Le métaphysicien de l’Ile Saint-Louis (1912-1930)

Que 1912 marque un tournant dans sa vie, c’est ce que prouve non seulement son rattachement à l’islam, mais encore, la même année, son mariage avec Berthe Loury, assistante de Mme Duru, qui vient habiter avec le jeune ménage, ainsi qu’une nièce de quatre ans, Françoise, que les Guénon recueillent en 1918 afin de remplacer l’enfant que Berthe ne pouvait pas avoir. Le métaphysicien vivra au sein de cette triple affection féminine durant dix ans. Et, parce qu’il faut aussi gagner sa vie, Guénon – qui a été réformé à cause de sa santé – passe, en 1915, une licence de philosophie en Sorbonne, puis sa maîtrise avec un mémoire sur la signification du calcul infinitésimal chez Leibniz, qui fournira la matière d’un livre sur les Principes du calcul infinitésimal (1946). Il tente l’agrégation en 1919, mais échoue à l’oral. Enfin, en 1921, il veut présenter comme thèse d’Etat, son premier livre : Introduction à l’étude des doctrines hindoues, mais finit par se heurter au refus de l’orientaliste sylvain Levi. Ses diplômes lui permettront cependant d’enseigner la philosophie dans différents établissements, avec quelques interruptions, de 1915 à 1929.

Durant cette période, Guénon écrit beaucoup : des ouvrages commandés par les circonstances (Le Théosophisme, La crise du monde moderne, Autorité spirituelle et pouvoir temporel, etc), mais aussi des exposés « intemporels » sur la métaphysique traditionnelle (L’homme et son devenir selon le Vedânta, Le Roi du monde, L’ésotérisme de Dante). Il collabore à de nombreuses revues(8), fréquente des milieux divers, est apprécié de Léon Daudet et de certains intellectuels monarchistes, se rapproche un temps de Maritain et des milieux néo-thomistes, mais, finalement, y rencontrera une profonde hostilité.

De 1925 à 1927, il avait donné quelques articles au Voile d’Isis, revue dirigé par P. Chacornac. En 1928, Guénon en devint le collaborateur principal et put y exercer un magistère doctrinal sans partage. Jusqu’à sa mort, il publia chaque mois, un article de métaphysique, une étude sur un point particulier (en général de symbolisme), une revue des revues, et une revue des livres. Labeur vraiment colossal, si l’on y ajoute un courrier abondant : plusieurs centaines de correspondants, répartis dans le monde entier, et auxquels il répondait toujours. Mais cette revue devint aussi l’instrument de son combat contre toutes les formes de pseudo-ésotérisme et contre-initiation sataniques. Une grande partie de son temps fut absorbé par cette tâche où il se révéla un redoutable polémiste.

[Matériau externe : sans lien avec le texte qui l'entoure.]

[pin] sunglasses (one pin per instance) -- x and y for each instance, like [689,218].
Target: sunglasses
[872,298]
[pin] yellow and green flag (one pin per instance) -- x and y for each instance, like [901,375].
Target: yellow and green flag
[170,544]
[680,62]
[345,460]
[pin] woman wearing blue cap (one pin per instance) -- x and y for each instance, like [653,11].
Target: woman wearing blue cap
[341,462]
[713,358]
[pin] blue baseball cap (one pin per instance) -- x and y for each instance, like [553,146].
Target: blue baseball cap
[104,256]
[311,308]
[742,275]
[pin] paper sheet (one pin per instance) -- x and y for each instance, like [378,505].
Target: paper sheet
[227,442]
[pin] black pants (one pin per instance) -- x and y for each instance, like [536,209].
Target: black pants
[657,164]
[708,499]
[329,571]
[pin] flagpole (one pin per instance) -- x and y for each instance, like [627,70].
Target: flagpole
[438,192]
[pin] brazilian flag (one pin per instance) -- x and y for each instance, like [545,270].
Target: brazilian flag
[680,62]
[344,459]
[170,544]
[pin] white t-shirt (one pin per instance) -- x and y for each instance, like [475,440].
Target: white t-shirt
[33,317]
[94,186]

En 1936, Le Voile d’Isis prit le nom d’Etudes Traditionnelles, nom qu’il a gardé jusqu’à nos jours.

Cependant, une fois de plus, la vie de Guénon devait prendre un cours nouveau : coup sur coup, il perd sa femme en janvier 1928 et sa tante en octobre. En 1929, sa nièce le quitte et retourne dans sa famille. Le voici seul et sans affection, profondément désemparé. Le départ pour l’Orient est proche.

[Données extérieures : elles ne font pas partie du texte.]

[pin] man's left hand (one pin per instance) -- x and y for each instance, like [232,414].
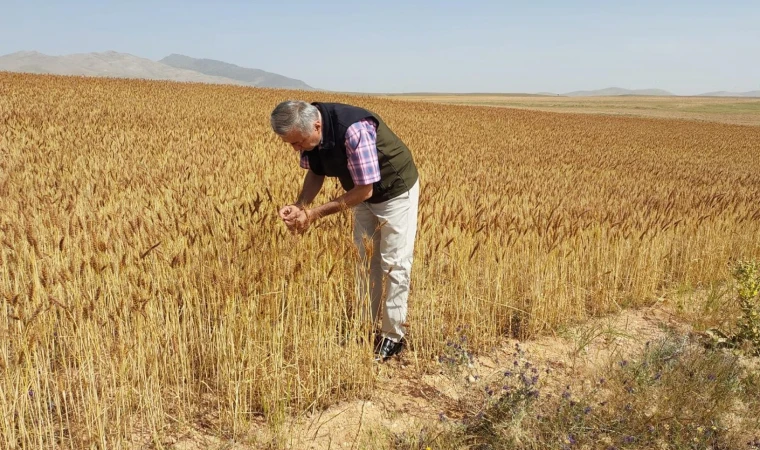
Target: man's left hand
[299,221]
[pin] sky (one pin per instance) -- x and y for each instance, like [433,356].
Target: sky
[558,46]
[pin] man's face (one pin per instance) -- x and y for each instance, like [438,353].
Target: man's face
[302,142]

A l’ombre des Pyramides (1930-1951)

En septembre 1929, Guénon avait fait la connaissance de Mme Dina, veuve d’un ingénieur égyptien, et fille de Shillito, le roi des chemins de fer canadiens. Elle admirait son œuvre et lui proposa de fonder une maison d’édition, « Véga », qui publierait tous ses livres et les traductions de textes soufis que Guénon pourrait exécuter. C’est à la recherche de ces textes qu’ils partirent tous deux, le 5 mars 1930, pour Le Caire. Le séjour devait durer trois mois. Mais ce délai se révéla trop court pour le travail prévu. Aussi Guénon demeura-t-il au Caire, alors que Marie Dina rentrait en France et finalement… renonçait à ses projets. Abandonné, sans ressources – à peine avait-il les moyens de se procurer des timbres pour sa correspondance – il vécut deux années difficiles, au cours desquelles il s’«arabisa » de plus en plus, et renonça définitivement à rentrer en France (9). C’est durant ces deux années que paraissent, chez Vega, deux de ses ouvrages les plus importants : Le Symbolisme de la croix (1931) et Les états multiples de l’être (1932) ; mais le manuscrit en avait été rédigé avant son départ.

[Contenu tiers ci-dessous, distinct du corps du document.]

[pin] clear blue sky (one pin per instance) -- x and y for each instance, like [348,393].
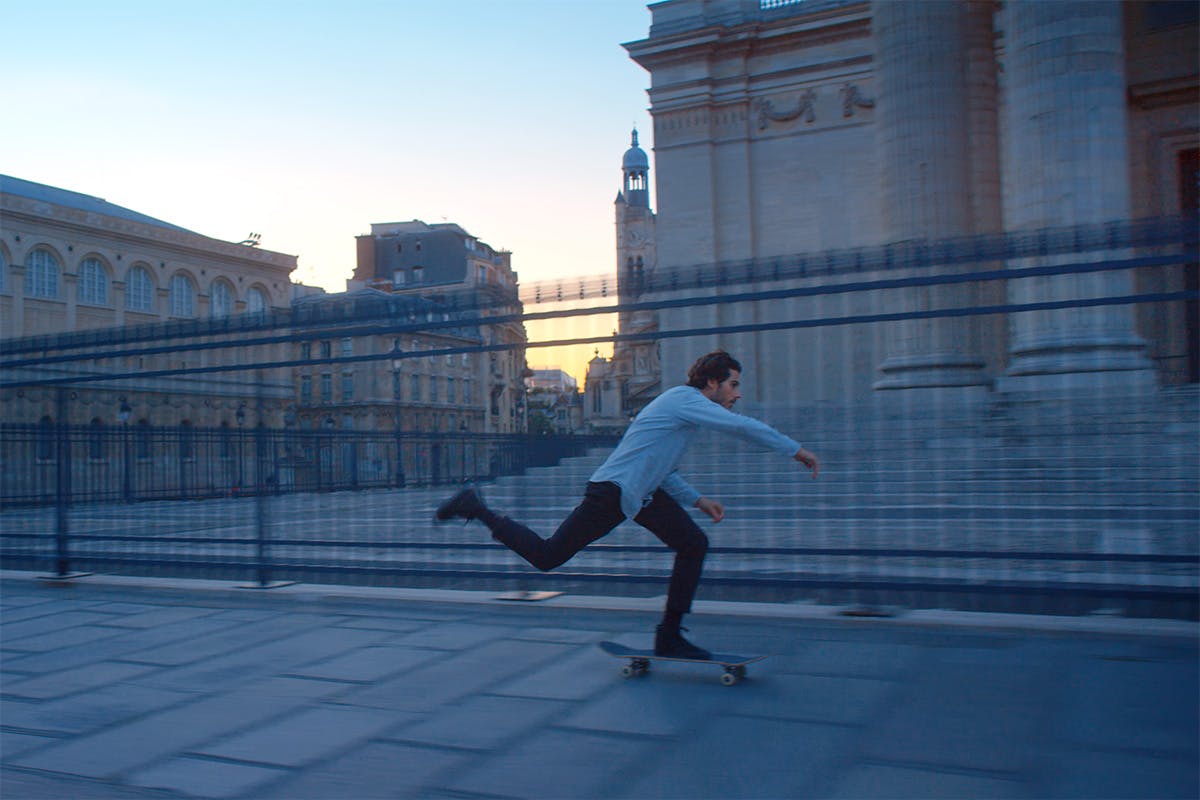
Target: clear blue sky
[306,121]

Dans le calme de sa demeure cairote – dont l’adresse est difficile à obtenir – il peut alors donner toute son ampleur à son activité littéraire. Sa « présence » doctrinale se fait plus universelle. Les traductions de ses livres qui ont commencé avec l’italien en 1927, puis l’anglais en 1928, se poursuivent maintenant en allemand, en espagnol, en portugais et même en tibétain. Le nombre de ses correspondants ne cesse de croître : il écrit cinquante lettres par semaine ! Ecrivains et intellectuels le lisent et le discutent. Bien que non reconnue, son influence est déjà considérable en Europe.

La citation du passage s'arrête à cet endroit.